Maciej Szcześnik: I mean, it was kind of scary, but...
Marek Ziemak: It was risky, for sure.
MS: It was risky, but we were sure that we were on track at least because we were sure that that would be something new.
MZ: And that it will be appreciated sooner or later.
MS: And it turns out it is, so after all, it was a good decision.
MZ: But I think the main reason for this was that we were trying to implement this decision and consequences system in the game.
MS: So if it was present in Witcher 1, obviously it had to be present in The Witcher 2, and we wanted to push it further.
MZ: We wanted to play a little bit with the emotions, and we started thinking, "What can we give to the players?

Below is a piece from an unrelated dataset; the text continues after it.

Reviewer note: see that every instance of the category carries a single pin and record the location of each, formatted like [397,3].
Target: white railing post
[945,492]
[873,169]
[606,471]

What can we take away from them based on their decisions?" And this seemed like a pretty cool thing -- that they will have to make their own decisions, what they want to see, and take the costs of their decisions.
It seems like serious decision-making is becoming more important to games. The first phase of it was morality systems, where you get good points or evil points. That's not something that you do in The Witcher.
MZ: Actually it's also one of our more core features. We're trying to make it as gray as possible. We never have choices between good and evil.
MS: More like shades of gray.
MZ: Exactly. That's how it was created by Sapkowski in the novels, and that's what we really liked and appreciated about the books, and we tried to have it still inside of our games.
MS: Yeah obviously it's more real, but it's also more interesting. This is the main reason we are using that.